In theory, Hubbard says they could even have a firm connection of nil: “You could plug your battery straight into the grid but you don’t have the right to use the grid unless you buy it. It’s a whole different concept. Instead of having a fixed grid capacity, you’ve got a market based grid capacity and it’s a whole different product.”
Taking things a step further, she gives the third example of an industrial or municipal zone being given a capacity limit beneath a network node and then allowed to optimise how this capacity is used. Parties operating in these zones could trade freely between each other and together in aggregate with other network users.
“That’s completely innovation. That’s one step further on decentralisation. That’s the DNOs saying here are your limits and you handle it behind the limit.”
“We’re moving away from this world where you just get dumb access to push or pull whenever you need from the grid and towards a world where everyone has to use it a bit more thoughtfully and economically,” she adds.

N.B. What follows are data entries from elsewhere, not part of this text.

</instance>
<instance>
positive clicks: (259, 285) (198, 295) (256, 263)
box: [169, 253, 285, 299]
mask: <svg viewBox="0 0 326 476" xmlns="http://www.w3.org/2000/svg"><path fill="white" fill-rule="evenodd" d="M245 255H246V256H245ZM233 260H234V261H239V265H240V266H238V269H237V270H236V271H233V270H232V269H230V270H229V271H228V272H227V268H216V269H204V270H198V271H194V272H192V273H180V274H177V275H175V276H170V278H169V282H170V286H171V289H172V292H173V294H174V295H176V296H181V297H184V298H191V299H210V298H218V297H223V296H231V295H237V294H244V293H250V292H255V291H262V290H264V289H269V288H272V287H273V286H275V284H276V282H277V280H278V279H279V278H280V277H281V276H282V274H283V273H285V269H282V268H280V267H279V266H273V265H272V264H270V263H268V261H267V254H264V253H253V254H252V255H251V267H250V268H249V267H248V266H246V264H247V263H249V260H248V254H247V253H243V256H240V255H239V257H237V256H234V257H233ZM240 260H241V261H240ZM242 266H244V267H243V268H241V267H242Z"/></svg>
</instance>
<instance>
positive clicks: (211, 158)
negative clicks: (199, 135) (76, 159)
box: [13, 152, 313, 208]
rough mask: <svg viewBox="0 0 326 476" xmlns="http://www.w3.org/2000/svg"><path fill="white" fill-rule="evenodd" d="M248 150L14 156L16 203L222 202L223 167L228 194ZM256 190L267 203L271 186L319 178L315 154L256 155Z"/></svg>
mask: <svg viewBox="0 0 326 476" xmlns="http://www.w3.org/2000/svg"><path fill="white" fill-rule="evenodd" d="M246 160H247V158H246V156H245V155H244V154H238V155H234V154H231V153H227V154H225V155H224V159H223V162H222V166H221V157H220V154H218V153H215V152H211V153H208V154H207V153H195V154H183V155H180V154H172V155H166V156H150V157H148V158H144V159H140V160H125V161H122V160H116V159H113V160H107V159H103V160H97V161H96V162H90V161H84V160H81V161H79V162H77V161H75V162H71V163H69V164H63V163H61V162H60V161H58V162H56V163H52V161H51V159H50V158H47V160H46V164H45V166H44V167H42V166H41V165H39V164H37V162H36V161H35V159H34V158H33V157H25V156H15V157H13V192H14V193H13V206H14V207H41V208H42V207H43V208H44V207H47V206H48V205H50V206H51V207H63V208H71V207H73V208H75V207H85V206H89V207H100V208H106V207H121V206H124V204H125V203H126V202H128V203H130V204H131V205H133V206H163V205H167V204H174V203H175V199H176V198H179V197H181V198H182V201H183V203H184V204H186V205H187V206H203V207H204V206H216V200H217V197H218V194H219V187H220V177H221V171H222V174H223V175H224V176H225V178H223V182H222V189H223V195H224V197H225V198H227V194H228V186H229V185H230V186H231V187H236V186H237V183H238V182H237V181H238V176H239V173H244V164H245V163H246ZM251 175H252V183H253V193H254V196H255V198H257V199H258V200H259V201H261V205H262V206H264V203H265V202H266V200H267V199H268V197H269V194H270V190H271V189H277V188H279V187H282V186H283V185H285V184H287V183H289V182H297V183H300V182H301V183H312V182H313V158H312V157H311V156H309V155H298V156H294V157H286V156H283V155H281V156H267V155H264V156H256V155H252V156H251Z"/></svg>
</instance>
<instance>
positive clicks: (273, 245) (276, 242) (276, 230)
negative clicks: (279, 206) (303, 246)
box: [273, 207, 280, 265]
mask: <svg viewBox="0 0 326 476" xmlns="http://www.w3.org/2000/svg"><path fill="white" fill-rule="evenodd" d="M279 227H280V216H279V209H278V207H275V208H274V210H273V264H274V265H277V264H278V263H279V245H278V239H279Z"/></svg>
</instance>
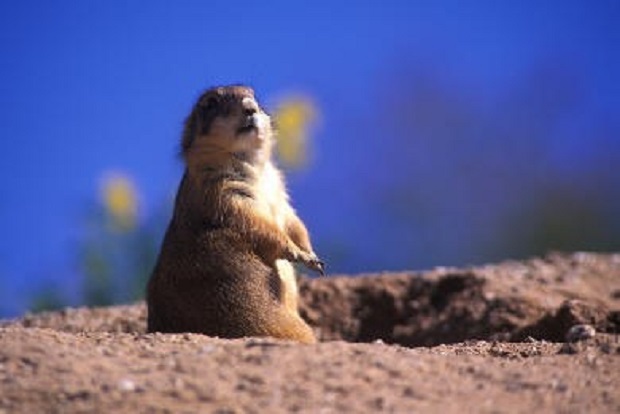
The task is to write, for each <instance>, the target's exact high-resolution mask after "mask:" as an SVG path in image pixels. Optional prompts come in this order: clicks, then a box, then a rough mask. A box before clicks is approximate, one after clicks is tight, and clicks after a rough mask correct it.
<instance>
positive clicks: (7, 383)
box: [0, 253, 620, 413]
mask: <svg viewBox="0 0 620 414" xmlns="http://www.w3.org/2000/svg"><path fill="white" fill-rule="evenodd" d="M300 290H301V294H302V298H303V308H302V314H303V315H304V317H305V318H306V319H307V320H308V321H309V323H310V324H311V325H312V326H313V327H314V328H315V330H316V332H317V334H318V336H319V337H320V338H321V340H322V341H324V342H323V343H321V344H318V345H315V346H303V345H297V344H291V343H286V342H282V341H275V340H271V339H252V338H249V339H239V340H225V339H217V338H209V337H206V336H202V335H192V334H183V335H161V334H145V333H144V327H145V317H146V310H145V307H144V304H136V305H130V306H118V307H111V308H98V309H86V308H83V309H67V310H63V311H61V312H52V313H43V314H37V315H26V316H25V317H23V318H21V319H19V320H16V321H7V322H5V323H3V324H2V325H1V326H0V384H1V385H0V412H2V410H3V409H4V410H6V411H7V412H63V413H64V412H83V411H84V412H85V411H88V412H184V411H186V412H199V411H200V412H222V413H223V412H298V411H299V412H319V411H320V412H341V411H347V412H369V411H386V412H411V411H421V410H435V411H436V410H437V409H439V408H441V409H442V410H443V411H446V412H462V411H476V412H523V411H529V410H534V409H535V410H537V411H538V412H541V411H554V412H556V411H575V412H584V411H587V412H614V411H618V410H620V394H619V393H618V392H617V389H619V388H620V339H619V337H618V335H617V333H618V332H620V254H615V255H600V254H586V253H577V254H574V255H551V256H549V257H547V258H544V259H534V260H531V261H527V262H506V263H502V264H498V265H489V266H484V267H479V268H471V269H447V268H442V269H435V270H432V271H429V272H425V273H385V274H375V275H362V276H358V277H328V278H320V279H303V278H302V280H301V283H300ZM567 338H568V342H565V341H566V339H567ZM351 342H357V343H351ZM363 342H366V343H363ZM440 344H443V345H440Z"/></svg>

Hubbard says the absence of these kinds of markets is leaving lots of flexibility on the table, particularly as many potential providers are “not really willing to commit to six-month bilateral capacity obligations” through DNOs’ flexibility tenders.
“They need something a bit more dynamic; a bit more opt in and then opt out. And they also need to know that those markets that they’re investing in hardware and dispatch equipment to go and be part of are going to endure. It’s not enough to have all these different experiments and innovation markets.”
The government’s REMA consultation did discuss local energy markets, for instance, raising the possibility of creating markets equivalent to the current national market at each point of connection between the transmission and distribution network.
But Hubbard is concerned that too little attention is being paid to the kind of local energy markets she wants to see – primarily focused on trading network capacity – which could end up taking a back seat to reforms of energy markets at higher levels such as severing the link between fossil fuel and renewable power prices or introducing locational wholesale prices.
In the case of the latter, Hubbard says zonal or nodal locational pricing could work well alongside local energy markets: “If you think of local markets as a different vector for aggregation – it’s regional aggregation instead of aggregation by whoever happens to be your aggregator or supplier – then they are obviously going to end up with a net import or export and a price at which they can adjust that, because that’s what flexibility markets give you.
“A nodal market implemented sensitively like that could be a fantastic accelerator of scaling these markets.”
But she does not believe locational power pricing can be extended all the way down to the lowest voltage levels due to a lack of liquidity that would leave markets open to gaming.
In general, she fears that local flexibility will end up being “pulled into the national market without thinking about the local market,” saying truly local optimisation of the energy system is “a real blind spot” for the industry.
She worries that for a battery operator, for example, there will be a divide between local and national markets that mean “both markets are half as valuable.”
Done poorly, Hubbard says the government’s market reforms could create “confusion as to whose job it is to optimise at a local level” or require that “everyone, even distribution connected assets, pool into some larger locational market that doesn’t take into account local network constraints.
“If you’re at a local level you’ve got to have some say as to how your network capacity is prioritised, even if you can’t control when and where the DNOs makes all the relevant upgrades.”
“The anxiety at the moment is it feels like the two conversations are being explicitly separated,” she adds.